05/11/2007

Fala o Rei Crisóstomo mais Dois Poemas

I. Fala o Rei Crisóstomo perante seu Filho Único, Príncipe, Jacente e Moribundo

Não serás, meu filho, o marinheiro
que histórias de ama te ensinaram a ansiar.
Incunábulo algum de cavalaria nenhuma
te susterá a dourado o nome adorado, pois que
até o nome perderás, adormecendo.
Mais do que a mim, às crianças vivas abandonas,
tuas contemporâneas rápidas – e súbditas tuas,
um dia já nunca.
Tão jovem, nem torrada melancolia apagarás
de algum incêndio teu em de uma mulher
o corpo e a alma e o leito – disso, porém,
não suspires, que mais queima tê-lo ardido
que por tal arder.
Ferros não cruzarás com sangue: nem de besta
infiel, nem de humano bárbaro – pelo que
outra guerra não levarás à morte
que a de tão pouco teres vivido.
Assim ainda, amado foste mais do que breve.
Tua Mãe gane pelos paços tua dela ferida
mortal, mas que nem ao de leve te assome dela
o cuidado, pois que dela, breve, longa
ânsia láctea voltarei a fecundar,
em teu lugar.



II. Agenda

Insondável cronologia, a dos milhafres
no céu do domingo: nunca domingo
para eles, sempre segunda-feira.



III. Na Sala de Espera

Estou há muitos anos sentado na sala de espera
do posto de saúde. Tenho há muitos anos
a mesma idade. A minha Mãe conversa para o lado
com outra Mãe. O quarentão filho da outra Mãe
tem a minha idade. Não conversamos um
com o outro. Não.

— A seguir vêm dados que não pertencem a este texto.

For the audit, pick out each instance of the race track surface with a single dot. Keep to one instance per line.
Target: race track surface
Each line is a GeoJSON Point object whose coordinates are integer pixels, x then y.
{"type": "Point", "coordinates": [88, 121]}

Esperamos.
Esperamos que nos chamem.
Até hoje.
Até amanhã.



Caramulo, tarde de 4 de Novembro de 2007

1 comentário:

Anónimo disse...

Estou há muitos anos sentado na sala de espera
do posto de saúde. Tenho há muitos anos
a mesma idade. A minha Mãe conversa para o lado
com outra Mãe. O quarentão filho da outra Mãe
tem a minha idade. Não conversamos um
com o outro. Não. Esperamos.
Esperamos que nos chamem.
Até hoje.
Até amanhã.

ESPERAR É ESTAR AQUI. AMANHÃ E HOJE, TALVEZ JÁ. ATÉ HOJE. AMANHÃ SERÁ TARDE. ATÉ FUTURO.